Uno de los Fuegos Fatuos asintió y comenzó a hablar con la posadera, alejándola y aprendiendo lo que podía sobre la ciudad mientras nosotros recogíamos nuestras cosas, y las de la Demoness, y nos dirigíamos hacia dentro y arriba, llegando a nuestras habitaciones y entrando.

Con tanta gente, no estaba tan mal dentro de las cuatro habitaciones, siendo el asunto más apremiante si tendríamos suficiente espacio para dormir individualmente, pero eso solo si íbamos a dormir por nuestra cuenta.

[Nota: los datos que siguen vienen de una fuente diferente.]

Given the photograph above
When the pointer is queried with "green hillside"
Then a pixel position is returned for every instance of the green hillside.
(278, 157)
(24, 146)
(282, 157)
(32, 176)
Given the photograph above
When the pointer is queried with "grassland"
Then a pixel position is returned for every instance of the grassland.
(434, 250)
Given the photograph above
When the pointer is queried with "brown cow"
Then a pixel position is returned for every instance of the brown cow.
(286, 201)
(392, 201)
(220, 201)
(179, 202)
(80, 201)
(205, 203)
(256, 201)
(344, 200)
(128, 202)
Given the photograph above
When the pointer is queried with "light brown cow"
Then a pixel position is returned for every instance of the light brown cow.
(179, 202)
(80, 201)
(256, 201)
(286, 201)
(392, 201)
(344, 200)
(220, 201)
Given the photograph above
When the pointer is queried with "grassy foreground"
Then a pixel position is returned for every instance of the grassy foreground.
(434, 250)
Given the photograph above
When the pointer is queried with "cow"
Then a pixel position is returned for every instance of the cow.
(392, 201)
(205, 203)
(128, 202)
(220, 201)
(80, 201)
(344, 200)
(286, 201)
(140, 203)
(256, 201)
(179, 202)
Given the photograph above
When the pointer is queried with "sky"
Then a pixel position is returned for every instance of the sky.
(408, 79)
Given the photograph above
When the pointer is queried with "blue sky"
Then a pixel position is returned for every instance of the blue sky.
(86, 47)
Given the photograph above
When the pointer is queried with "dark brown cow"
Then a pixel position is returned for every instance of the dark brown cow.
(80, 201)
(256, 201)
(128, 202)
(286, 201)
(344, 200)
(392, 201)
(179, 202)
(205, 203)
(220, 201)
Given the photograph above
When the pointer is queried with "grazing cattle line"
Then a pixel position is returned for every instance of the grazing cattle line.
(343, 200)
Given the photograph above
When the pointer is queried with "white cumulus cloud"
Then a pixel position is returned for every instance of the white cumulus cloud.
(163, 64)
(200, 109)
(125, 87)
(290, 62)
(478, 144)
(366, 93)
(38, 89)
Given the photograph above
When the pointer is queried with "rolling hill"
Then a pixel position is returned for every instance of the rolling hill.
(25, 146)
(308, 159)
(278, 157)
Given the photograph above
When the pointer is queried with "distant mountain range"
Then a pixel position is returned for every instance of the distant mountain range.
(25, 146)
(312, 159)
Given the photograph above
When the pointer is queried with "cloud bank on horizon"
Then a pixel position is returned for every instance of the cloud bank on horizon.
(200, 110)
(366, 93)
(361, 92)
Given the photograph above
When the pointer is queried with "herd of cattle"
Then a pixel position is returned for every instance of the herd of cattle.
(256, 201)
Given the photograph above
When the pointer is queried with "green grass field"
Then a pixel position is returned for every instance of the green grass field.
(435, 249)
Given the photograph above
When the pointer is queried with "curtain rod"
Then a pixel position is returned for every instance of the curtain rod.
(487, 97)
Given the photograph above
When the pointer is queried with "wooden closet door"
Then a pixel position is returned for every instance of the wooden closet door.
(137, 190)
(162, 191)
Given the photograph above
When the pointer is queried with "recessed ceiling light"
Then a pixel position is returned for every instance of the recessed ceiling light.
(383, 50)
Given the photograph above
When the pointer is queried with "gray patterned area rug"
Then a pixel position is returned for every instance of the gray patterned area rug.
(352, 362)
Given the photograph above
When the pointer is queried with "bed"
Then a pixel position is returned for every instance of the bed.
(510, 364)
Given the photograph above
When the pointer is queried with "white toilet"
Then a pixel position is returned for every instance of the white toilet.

Después de dejar nuestro equipo y volver abajo, dejando a la Marquesa y a Jahi arriba por ahora, nos reunimos alrededor de una mesa y pedimos algo de comida, durante lo cual la mujer Dogkin continuó charlando felizmente con nosotros.

—¡Bienvenidos a la Posada Sol Ladrante! —Debí haberlo dicho antes, pero se me pasó a mi vieja mente. —Estarán bastante cerca de bastantes tiendas geniales, teatros, salas de música, guaridas de juego y un salón de acompañantes, así que disfruten. —Volveré en unos minutos con su comida; debería tener todavía algo de guiso y pan horneándose… —La miramos mientras se alejaba canturreando para sí misma, antes de que comenzáramos a hablar en voz baja entre nosotros, discutiendo el plan para hoy de manera informal.